Hey @hidmic! Thanks for bringing it up.
So, what’s the proposal? If I understand you correctly, your theory is that rosidl is responsible for a significant part of the gap between ROS 2 and other frameworks, which seems plausible to me, but what part should we change?
Are the C/C++ data structures generated from the type definitions the problem that needs to be addressed? (e.g. rosidl/rosidl_generator_cpp/resource/msg__struct.hpp.em at 30877f52f5f19902bedb89f67bf4bafb2c6eae12 · ros2/rosidl · GitHub for C++?)
Or is it the need to do zero-copy?
Of course these things are related, but I’m trying to understand what we could concretely do to improve this. I think zero-copy between processes using the same language is possible (https://docs.ros.org/en/humble/How-To-Guides/Configure-ZeroCopy-loaned-messages.html) using loaned messages and even with the standard rosidl c++ structs if you’re using plain old data (no strings or sequences). To do this between different languages you would need something like flatbuffers. And if you want to use something like flatbuffers or capnproto or the like, then I think you could do that by adding additional rosidl generators. We have an “official” one for python that provides simple Python objects similar to the ones in ROS 1 based on the message definition, you could have additional ones for C++ and Python that present different data structures (think #include “sensor_msgs/msg_flatbuffer/image.hpp
rather than #include “sensor_msgs/msg/image.hpp
. That would allow users to use these other data structures for any user defined message type, but if you want it to be very efficient then the middleware needs to understand these new types, otherwise you’re limited to copying from your preferred user facing type to the type the middleware understands or serializing it to the wire format that the middleware understands, neither of which are particularly efficient nor do they lend themselves to zero-copy.
But even in those cases you’d still have the rosidl pipeline (type definitions → machine readable type definition → language or serialization library specific code).
It looks like you’ve avoided the need for a new rosidl_generator_flatbuffer
-like packages in your flatros2 PoC by using some reflection (a la flatros2/flatros2/include/flatros2/message.hpp at 8a8ad51ffbe363c8e4d8909b548de075d4b26ceb · Ekumen-OS/flatros2 · GitHub) and you’re using rosidl_typesupport_introspection_cpp
to handle support in the middleware, which is nice because it’s above the rosidl/rmw level mostly.

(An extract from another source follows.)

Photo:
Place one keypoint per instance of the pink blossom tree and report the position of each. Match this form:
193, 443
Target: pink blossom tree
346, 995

However, to gain more optimizations, or for a marshaling library like protobuf or arrow (or even to use flatbuffer better), you’d probably want some build-time step, which is where a rosidl_generator_cpp_X
/rosidl_runtime_cpp_X
/rosidl_typesupport_cpp_X
like set of packages would come in. With that in mind, I guess I don’t know which parts of rosidl need to change, because it seems like, at least in theory, it should be possible to solve these performance problems.
So is the proposal just to build some of the packages I described above, or is it to change the “rosidl pipeline” somehow? Or is the conversation more about changing the defaults in some of these cases, in addition to building the alternatives in the first place?

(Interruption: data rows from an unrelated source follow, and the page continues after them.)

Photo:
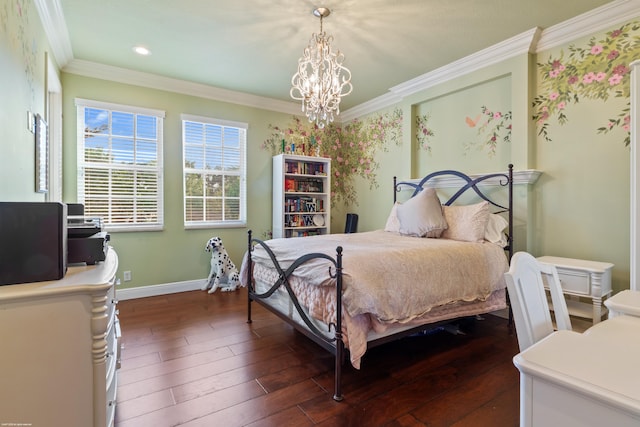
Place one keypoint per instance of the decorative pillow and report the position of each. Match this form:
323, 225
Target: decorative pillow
495, 230
466, 223
393, 225
422, 215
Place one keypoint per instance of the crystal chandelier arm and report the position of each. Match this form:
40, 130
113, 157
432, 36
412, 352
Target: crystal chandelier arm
321, 80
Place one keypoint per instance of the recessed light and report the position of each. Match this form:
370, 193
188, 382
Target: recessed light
141, 50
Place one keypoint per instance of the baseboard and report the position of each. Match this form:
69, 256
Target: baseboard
161, 289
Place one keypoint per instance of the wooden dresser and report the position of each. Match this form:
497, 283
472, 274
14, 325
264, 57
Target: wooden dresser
60, 349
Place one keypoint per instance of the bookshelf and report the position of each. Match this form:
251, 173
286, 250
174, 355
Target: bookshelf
301, 190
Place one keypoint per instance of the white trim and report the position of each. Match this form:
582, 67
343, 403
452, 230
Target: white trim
161, 289
588, 23
55, 27
89, 103
518, 45
634, 283
54, 119
154, 81
529, 176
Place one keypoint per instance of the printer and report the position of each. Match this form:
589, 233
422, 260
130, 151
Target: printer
87, 242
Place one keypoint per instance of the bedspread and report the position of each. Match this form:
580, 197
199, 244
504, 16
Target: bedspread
397, 278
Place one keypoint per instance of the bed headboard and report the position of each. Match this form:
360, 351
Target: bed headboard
467, 183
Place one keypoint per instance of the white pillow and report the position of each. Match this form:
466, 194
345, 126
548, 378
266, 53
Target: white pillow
467, 223
421, 215
495, 230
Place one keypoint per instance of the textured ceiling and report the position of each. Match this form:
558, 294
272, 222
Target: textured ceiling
253, 46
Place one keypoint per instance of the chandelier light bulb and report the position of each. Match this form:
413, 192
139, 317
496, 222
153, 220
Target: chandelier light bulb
321, 80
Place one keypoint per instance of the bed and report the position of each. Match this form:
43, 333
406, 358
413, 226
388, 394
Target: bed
434, 261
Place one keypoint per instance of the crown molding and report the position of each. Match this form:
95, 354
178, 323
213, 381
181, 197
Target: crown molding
376, 104
518, 45
55, 27
588, 23
154, 81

Maybe the answer is just making what we have better? For example, I believe (someone correct me if I’m wrong) the dora-rs benchmarks are comparing against rclpy? If that’s the case then we could possibly make rclpy’s story better by having a rosidl_typesupport_XYZ_py
set of packages, so the middlewares could handle PyObject *
directly from our user’s Python code. Right now we have to convert from the PyObject *
to our C-style struct for the message before handing it to the middleware via rcl_publish()
/rcl_take*()
, which is very inefficient, especially for large data structures like images and pointclouds. Even though we’ve tried to improve the performance there using optimizations and things like numpy.
I hope so too, and there’s a REP for how to do this, it just needs resources. And I personally believe the strategy in what was proposed as REP-2011 is a “yes, and” for the idea of alternative serialization libraries, as I believe it complements features that people already use to evolve types (like optional fields), in most libraries I’ve studied at least.
Curious to see what you and others think.